Joseph Joachim foi, com Paganini, figura central do violino oitocentista, tendo inspirado vários compositores a escrever para ele. Entre estes esteve Robert Schumann, que o ouviu a tocar o Concerto de Beethoven em Düsseldorf, em 1853, e ficou maravilhado com as qualidades do violinista de 22 anos. Entusiasmado, Schumann compôs para Joachim, em apenas três semanas, um concerto para violino, mas o dedicatário não ficou agradado com a obra e, após a ter ensaiado com a orquestra da corte de Hannover (de que era então concertino), não voltou a tocá-la. Na verdade, foi mais longe do que isso: ficou com o manuscrito e, após a tentativa de suicídio de Schumann, em 1854, e o seu subsequente internamento e morte, Joachim ficou convencido de que a obra espelhava as perturbações mentais de Schumann e entendeu que ela não deveria ser divulgada.

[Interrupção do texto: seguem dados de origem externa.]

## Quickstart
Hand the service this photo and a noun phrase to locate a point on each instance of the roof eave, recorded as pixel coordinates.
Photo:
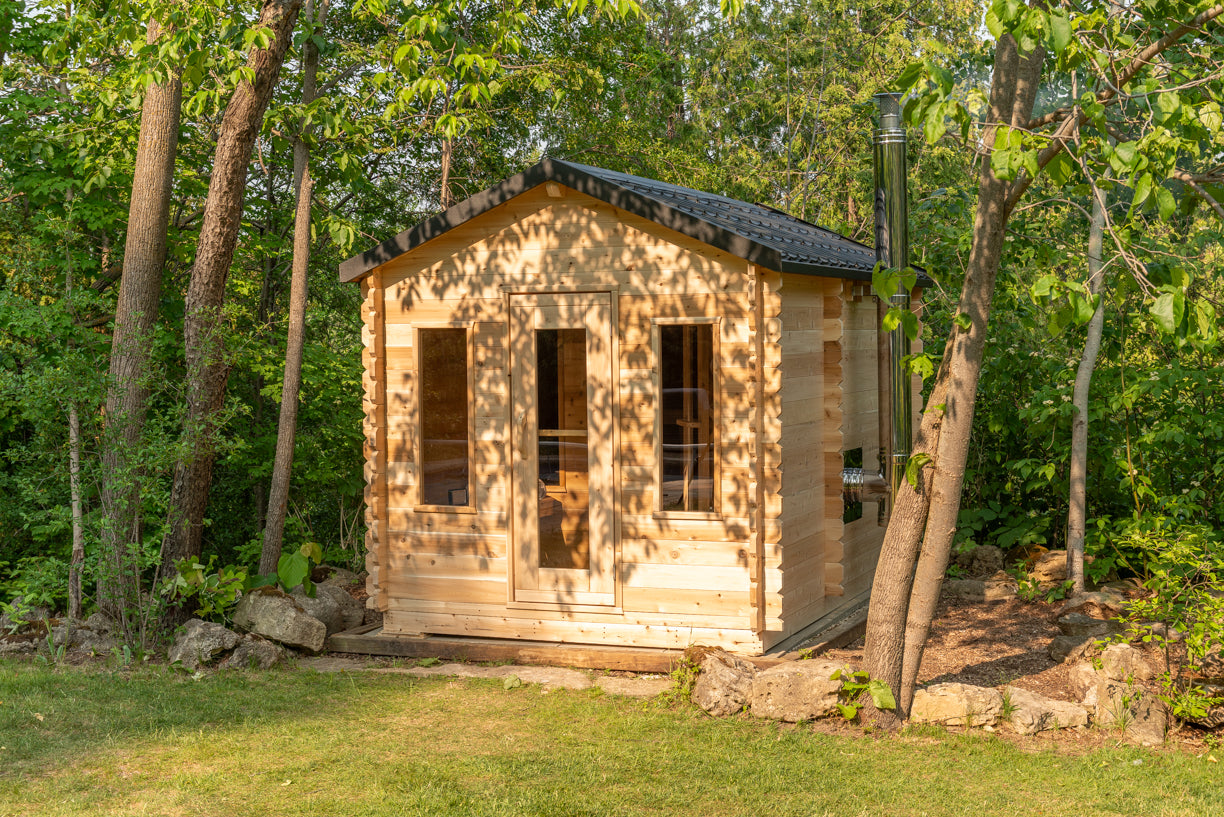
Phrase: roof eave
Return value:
(575, 179)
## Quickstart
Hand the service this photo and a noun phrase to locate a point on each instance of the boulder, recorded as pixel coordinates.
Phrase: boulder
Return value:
(1094, 605)
(340, 577)
(1069, 649)
(99, 622)
(198, 642)
(797, 691)
(1032, 713)
(1138, 714)
(723, 685)
(972, 589)
(252, 653)
(267, 611)
(332, 605)
(956, 704)
(1080, 625)
(1123, 662)
(1082, 680)
(1050, 567)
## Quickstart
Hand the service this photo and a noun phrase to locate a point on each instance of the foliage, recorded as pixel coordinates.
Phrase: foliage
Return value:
(854, 686)
(212, 591)
(1185, 571)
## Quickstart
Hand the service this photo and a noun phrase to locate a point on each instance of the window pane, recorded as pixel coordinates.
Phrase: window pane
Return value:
(561, 404)
(443, 379)
(686, 370)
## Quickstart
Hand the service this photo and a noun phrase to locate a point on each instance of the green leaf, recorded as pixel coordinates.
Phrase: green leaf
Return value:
(881, 696)
(913, 466)
(1060, 32)
(293, 570)
(1165, 202)
(1168, 311)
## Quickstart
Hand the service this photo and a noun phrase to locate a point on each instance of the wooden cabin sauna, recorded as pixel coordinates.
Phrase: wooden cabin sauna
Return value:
(601, 409)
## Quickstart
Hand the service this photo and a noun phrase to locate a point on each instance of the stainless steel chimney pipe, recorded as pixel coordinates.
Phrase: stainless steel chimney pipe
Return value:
(892, 250)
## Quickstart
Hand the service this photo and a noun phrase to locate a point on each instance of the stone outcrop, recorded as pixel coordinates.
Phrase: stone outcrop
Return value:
(1123, 662)
(272, 614)
(797, 691)
(992, 589)
(198, 642)
(723, 684)
(1032, 713)
(252, 653)
(1135, 712)
(1050, 568)
(956, 704)
(332, 605)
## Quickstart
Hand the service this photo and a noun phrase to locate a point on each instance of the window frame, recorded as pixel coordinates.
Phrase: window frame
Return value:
(420, 506)
(715, 323)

Impediu a execução ou publicação do concerto e depositou a partitura na Biblioteca Estadual Prussiana, em Berlim, estipulando que não deveria ser tocada senão passado um século sobre a morte do compositor – isto é, em 1956. A obra caiu no esquecimento até 1933, altura em que numa sessão espírita em Londres, em que estavam presentes duas sobrinhas-netas de Joachim, Jelly d’Arányi e Adila Fachiri (também elas violinistas), o espírito de Joachim deu instruções para que d’Arányi encontrasse a partitura e a desse a ouvir.

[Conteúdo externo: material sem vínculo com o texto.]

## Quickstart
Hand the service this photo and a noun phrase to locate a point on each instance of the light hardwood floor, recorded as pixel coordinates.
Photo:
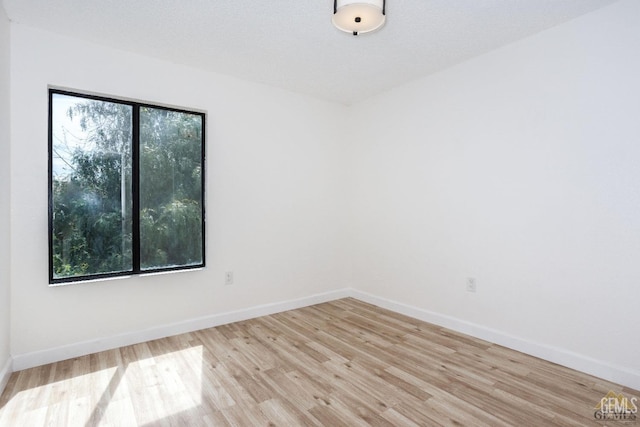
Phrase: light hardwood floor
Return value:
(338, 363)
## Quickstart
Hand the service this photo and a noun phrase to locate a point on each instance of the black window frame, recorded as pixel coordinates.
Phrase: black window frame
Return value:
(135, 188)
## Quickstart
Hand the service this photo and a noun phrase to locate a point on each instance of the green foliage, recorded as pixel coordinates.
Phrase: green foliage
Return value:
(92, 204)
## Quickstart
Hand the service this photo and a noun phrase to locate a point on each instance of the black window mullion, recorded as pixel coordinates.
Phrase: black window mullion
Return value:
(135, 189)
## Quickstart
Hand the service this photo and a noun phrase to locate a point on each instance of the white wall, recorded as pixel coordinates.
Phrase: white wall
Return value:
(520, 168)
(5, 261)
(273, 196)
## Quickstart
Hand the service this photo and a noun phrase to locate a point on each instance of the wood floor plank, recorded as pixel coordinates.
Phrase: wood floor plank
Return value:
(342, 363)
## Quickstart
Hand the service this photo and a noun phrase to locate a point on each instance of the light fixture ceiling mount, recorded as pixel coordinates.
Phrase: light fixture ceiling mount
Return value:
(359, 16)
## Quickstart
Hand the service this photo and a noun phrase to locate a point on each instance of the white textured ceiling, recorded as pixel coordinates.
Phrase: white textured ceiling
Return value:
(292, 43)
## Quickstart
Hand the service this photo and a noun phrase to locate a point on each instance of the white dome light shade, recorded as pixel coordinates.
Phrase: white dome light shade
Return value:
(358, 16)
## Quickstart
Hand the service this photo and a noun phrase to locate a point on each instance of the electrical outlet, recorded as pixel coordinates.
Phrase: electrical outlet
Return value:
(471, 284)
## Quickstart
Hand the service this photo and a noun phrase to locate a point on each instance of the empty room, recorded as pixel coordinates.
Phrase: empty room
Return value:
(323, 213)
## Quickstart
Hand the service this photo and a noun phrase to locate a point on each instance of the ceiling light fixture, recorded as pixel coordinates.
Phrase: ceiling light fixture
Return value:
(358, 16)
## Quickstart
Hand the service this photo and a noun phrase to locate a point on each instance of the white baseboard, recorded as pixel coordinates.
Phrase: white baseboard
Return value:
(622, 375)
(5, 373)
(43, 357)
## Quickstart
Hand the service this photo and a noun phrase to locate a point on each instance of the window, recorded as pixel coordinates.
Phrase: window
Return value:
(126, 188)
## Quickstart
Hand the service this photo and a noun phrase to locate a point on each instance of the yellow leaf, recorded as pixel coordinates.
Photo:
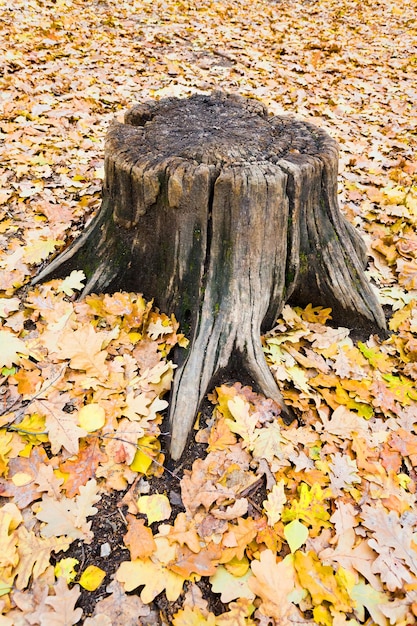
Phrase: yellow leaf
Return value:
(65, 568)
(40, 250)
(71, 282)
(148, 447)
(21, 478)
(11, 349)
(321, 582)
(238, 567)
(193, 617)
(91, 417)
(274, 582)
(311, 508)
(92, 577)
(155, 507)
(274, 504)
(231, 587)
(154, 576)
(314, 315)
(296, 534)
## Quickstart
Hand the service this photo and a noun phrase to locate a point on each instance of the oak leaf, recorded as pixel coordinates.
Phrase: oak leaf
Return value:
(63, 611)
(83, 346)
(121, 609)
(156, 507)
(155, 577)
(273, 583)
(72, 282)
(220, 437)
(237, 539)
(231, 587)
(321, 582)
(203, 563)
(35, 553)
(82, 467)
(61, 426)
(12, 349)
(69, 516)
(275, 502)
(310, 508)
(183, 532)
(139, 538)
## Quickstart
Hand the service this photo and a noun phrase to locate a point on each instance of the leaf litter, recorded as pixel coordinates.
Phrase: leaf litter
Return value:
(263, 523)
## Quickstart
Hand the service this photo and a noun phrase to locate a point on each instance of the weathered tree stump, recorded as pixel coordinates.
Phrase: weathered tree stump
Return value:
(222, 214)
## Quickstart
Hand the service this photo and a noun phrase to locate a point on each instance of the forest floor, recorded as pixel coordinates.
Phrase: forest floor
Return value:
(261, 523)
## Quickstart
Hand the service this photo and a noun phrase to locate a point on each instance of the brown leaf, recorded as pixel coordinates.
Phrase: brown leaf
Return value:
(82, 467)
(203, 563)
(139, 538)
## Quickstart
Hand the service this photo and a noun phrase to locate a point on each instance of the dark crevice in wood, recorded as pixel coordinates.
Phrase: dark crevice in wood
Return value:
(222, 214)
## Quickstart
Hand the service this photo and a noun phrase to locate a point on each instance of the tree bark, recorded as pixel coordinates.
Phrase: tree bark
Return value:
(222, 214)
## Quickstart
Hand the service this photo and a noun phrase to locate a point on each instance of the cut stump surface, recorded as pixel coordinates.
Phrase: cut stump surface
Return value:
(222, 213)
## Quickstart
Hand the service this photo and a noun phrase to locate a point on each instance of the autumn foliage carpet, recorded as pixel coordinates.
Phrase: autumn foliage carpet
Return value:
(263, 524)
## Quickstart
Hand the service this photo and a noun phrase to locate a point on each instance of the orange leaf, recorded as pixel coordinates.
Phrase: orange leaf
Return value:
(203, 563)
(139, 538)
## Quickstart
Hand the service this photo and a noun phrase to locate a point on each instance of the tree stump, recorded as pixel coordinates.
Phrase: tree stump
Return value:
(222, 213)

Em 1937, uma cópia da partitura redescoberta através deste rocambolesco processo foi parar às mãos de Yehudi Menuhin, o mais afamado violinista daquele tempo, que anunciou a intenção de estreá-lo. Foi, porém, impedido por d’Arányi, que, baseada na vontade expressa pelo tio-avô a partir do Além, reclamou esse direito para si. A estreia acabou por não caber nem a d’Arányi nem a Menuhin, pois o Estado alemão, que era o detentor formal dos direitos da partitura, fez questão de que a estreia se fizesse na Alemanha com um violinista e alemão: e foi o que aconteceu a 26 de Novembro de 1937, em Berlim, pela mão do violinista Georg Kulenkampff e da Filarmónica de Berlim (que, pouco depois, fariam a primeira gravação da obra). Menuhin teve de contentar-se em ser o segundo, a 6 de Dezembro, em Nova Iorque, e seria também o segundo a gravar o concerto, no ano seguinte.

Diga-se de passagem que, sendo obra com algum mérito, não justifica que os violinistas se metam à bulha pelo privilégio de estreá-la.

[III andamento (Lebhaft doch nicht Schnell), por Yehudi Menuhin (violino) e a Sociedade Filarmónica de Nova Iorque, dirigida por John Barbirolli]

Sinfonia n.º 1, de Dvorák

Composição: 1865
Redescoberta: 1923
Estreia moderna: 1936

Quando compôs a Sinfonia n.º 1, aos 24 anos, Antonín Dvorák era um músico obscuríssimo e mal pago que partilhava um apartamento em Praga com cinco colegas. A sinfonia foi composta para um concurso na Alemanha, mas não só não foi premiada como a organização não lhe devolveu a partitura (de que Dvorák não fizera cópia, talvez por nem sequer ter dinheiro para tal). A partitura foi adquirida num alfarrabista de Leipzig, em 1882, por um certo Rudolf Dvorák (sem relação de parentesco com o compositor) e só foi redescoberta em 1923.

A sinfonia, que tem por título Os Sinos de Zlonice (cidade em que Dvorák viveu em 1853-56), foi ouvida pela primeira vez em Brno, com direcção de Milan Sachs.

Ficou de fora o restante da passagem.